Accounts of marble playing in Australia has been recorded in many personal diaries and memoirs, and documented more systematically by folklore collectors and researchers. The Australian Children's Folklore Collection contains more than 150 descriptions and photographs relating to marble playing. The most detailed account comes from Dorothy Howard who, as an American Fulbright scholar, researched Australian children's play and games in 1954-55. The Dorothy Howard collection includes 109 descriptions of marble games.

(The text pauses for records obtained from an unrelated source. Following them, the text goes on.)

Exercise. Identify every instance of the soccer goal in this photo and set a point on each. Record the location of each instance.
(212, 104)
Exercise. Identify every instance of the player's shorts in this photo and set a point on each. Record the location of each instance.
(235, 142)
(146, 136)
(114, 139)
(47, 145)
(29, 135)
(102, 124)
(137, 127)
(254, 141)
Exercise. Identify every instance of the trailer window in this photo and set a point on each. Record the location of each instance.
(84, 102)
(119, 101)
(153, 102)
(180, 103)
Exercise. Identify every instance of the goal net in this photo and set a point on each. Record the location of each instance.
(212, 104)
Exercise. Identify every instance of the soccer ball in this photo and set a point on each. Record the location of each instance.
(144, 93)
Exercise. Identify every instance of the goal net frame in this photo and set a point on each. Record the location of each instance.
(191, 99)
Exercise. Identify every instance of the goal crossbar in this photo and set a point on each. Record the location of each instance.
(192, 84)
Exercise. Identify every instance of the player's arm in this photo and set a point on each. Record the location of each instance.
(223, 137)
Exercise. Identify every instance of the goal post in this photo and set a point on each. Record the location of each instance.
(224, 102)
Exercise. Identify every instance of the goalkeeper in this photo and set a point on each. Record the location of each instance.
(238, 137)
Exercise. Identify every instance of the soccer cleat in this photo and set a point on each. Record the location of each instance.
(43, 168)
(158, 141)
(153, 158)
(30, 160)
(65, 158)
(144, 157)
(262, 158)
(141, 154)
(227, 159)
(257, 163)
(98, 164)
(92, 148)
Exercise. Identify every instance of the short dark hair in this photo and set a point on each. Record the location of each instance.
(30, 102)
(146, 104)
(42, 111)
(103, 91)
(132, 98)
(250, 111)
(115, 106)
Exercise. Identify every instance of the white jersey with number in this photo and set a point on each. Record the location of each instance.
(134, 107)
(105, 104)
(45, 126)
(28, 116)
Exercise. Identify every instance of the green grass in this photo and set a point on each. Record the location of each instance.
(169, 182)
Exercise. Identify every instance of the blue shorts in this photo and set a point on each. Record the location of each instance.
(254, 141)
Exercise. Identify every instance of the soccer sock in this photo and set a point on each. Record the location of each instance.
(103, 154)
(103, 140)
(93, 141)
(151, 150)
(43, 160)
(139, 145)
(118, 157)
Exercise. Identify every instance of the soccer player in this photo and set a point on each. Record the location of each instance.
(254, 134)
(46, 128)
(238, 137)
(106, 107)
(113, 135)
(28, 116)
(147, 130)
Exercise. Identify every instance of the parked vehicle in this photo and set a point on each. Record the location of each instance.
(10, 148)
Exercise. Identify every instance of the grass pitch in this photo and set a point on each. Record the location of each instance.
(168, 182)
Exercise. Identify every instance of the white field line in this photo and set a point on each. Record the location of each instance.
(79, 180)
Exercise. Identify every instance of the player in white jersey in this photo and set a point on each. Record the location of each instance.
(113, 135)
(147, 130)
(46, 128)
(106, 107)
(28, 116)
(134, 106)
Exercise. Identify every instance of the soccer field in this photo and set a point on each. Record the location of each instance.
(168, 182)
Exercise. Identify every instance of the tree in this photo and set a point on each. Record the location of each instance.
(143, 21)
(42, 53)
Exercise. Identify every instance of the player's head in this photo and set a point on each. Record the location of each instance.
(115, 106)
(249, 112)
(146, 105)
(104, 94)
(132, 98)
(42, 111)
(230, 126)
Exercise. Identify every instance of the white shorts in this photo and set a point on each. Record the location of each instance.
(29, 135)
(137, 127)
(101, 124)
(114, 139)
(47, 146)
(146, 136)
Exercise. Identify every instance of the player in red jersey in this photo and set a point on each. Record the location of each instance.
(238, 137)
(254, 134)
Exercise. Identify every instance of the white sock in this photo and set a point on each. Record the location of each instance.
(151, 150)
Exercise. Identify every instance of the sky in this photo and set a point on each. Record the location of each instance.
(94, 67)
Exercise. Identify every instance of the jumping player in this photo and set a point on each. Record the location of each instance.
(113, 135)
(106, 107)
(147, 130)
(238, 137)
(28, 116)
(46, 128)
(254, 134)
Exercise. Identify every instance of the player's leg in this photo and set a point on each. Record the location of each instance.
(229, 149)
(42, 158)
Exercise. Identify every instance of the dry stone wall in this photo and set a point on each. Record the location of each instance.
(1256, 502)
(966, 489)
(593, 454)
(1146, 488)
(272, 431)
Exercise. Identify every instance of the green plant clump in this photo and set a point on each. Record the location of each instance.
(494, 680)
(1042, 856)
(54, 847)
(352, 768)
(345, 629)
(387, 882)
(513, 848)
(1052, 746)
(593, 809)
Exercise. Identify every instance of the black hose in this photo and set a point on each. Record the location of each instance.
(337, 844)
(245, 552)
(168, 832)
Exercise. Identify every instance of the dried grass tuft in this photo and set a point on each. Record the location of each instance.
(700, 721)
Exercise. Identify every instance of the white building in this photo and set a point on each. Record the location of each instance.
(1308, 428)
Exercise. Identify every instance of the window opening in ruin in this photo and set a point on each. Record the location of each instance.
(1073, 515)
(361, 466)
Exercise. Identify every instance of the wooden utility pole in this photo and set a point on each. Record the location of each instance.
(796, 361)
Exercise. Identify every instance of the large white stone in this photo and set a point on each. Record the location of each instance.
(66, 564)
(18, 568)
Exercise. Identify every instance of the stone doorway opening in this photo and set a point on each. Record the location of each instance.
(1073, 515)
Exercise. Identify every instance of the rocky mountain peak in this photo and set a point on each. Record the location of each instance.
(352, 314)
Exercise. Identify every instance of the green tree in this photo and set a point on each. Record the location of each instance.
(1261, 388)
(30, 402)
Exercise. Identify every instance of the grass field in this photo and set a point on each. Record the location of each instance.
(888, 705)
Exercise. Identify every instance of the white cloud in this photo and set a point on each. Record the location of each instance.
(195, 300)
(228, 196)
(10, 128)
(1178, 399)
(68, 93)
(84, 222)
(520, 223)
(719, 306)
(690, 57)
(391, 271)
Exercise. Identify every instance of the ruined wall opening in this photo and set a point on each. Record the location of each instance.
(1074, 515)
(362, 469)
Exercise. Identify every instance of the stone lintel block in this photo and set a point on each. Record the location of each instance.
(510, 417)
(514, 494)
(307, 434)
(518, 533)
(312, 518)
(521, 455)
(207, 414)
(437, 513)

Dorothy Howard's monograph Marble Games of Australian Children provided, as she describes it, 'a tourist's view' of marble playing in Australia. Her research tracked the game from early written accounts from the 1860s, when marbles was played 'in open spaces, unmade sandy footpaths, open paddocks, earthy playgrounds'. By the mid-1950s, with increasing urbanisation and concentration of the Australian population in big cities, Howard concluded that marble games based around digging holes was diminishing in favour of surface games using various patterns. Despite increasing supervision of school playgrounds and less play space for children, she was delighted to observe that 'surviving a fast changing environment by the process of adaptation Australian marble games in 1954-55 had thus far eluded scheming adults' (Howard, 1960).
Howard recorded the following marble games across Australia: Follow-Me-Taw, Follow, Black Track, Track Taws, Nine Holes, Prince Henry, Wall, In the Ring, The Ring, Circle, Big Ring, Little Circle, Poison Ring, Jumbo, Eye Drop, Pyramids, Football, Fats, Kill, In the Hole, Half Moon, Townsey, Mooney Ted First, Killy, Three Corner Kill, Square Ring, Liney, Basins, Bunny Hole, Holely, Goot, Castles, Pot Holes, Poison, Holes, Nucks, Nux, Toodlembuck, Stick on Scone, Taw, Agate Taw, Commonies, 'Steelies, Alley (marbles, marble-chasing games, marble surface games, marble hole games).
Howard, D. (1960). Marble Games of Australian Children, London. Offprint from Folklore, Volume 7, September.